Tractors do not generally to agricultural work directly. Instead, they tow implements that have several ground engaging tools. If the tractor guides itself with a high degree of accuracy, and the implement is rigidly attached to tractor, the implements can follow the ground and their tools can engage the ground with a high degree of accuracy (assuming the tractor is guided with a high degree of accuracy). Not all implements are rigidly attached to the tractor, however. Many are pivotally attached to tractor, like a trailer towed behind an automobile. Because of this pivotal coupling with respect to the tractor, controlling the tractor's position with a high degree of accuracy does not guarantee that the implement position is going to be similarly controlled.
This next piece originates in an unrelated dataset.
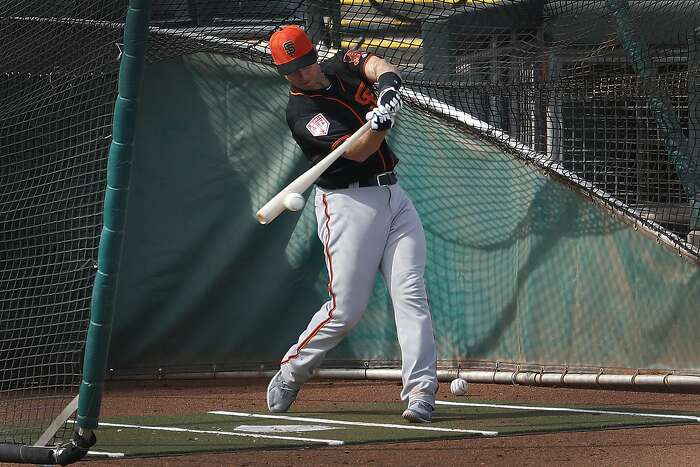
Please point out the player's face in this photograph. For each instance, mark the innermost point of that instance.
(309, 77)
To solve this problem, the prior art teaches the addition of one or more GPS receivers on the towed implement. This method gives a more accurate location for the towed implement, but requires a GPS for each implement. Typically agricultural operations will require several different towed implements to affect the field during the growing cycle of a crop. This would require several GPS receivers, or the removal and reattachment of GPS receivers to each successive implement, in order to allow each towed implement to be tracked accurately according to a planned implement path in the field.
Another proposed solution has been to provide the towed implement with a discrete control system that lets the implement determine its position and steer itself with respect to the tractor. The drawback of the system is the addition of a discrete control system as well as steering actuators and position sensors for every implement.
What is needed is a more accurate and inexpensive method of determining and controlling the path of a towed implement, using the steering actuator of the tractor itself. What is also needed is a relative position sensor that can be used with a variety of implements, and does not need to be removed and reinstalled, or duplicated for each towed implement. What is further needed is a guidance system that allows the operator to input the geometry of a towed implement, and then uses the vehicle position and towed implement geometry and relative position to accurately control the implement path by actuating the tractor steering mechanism.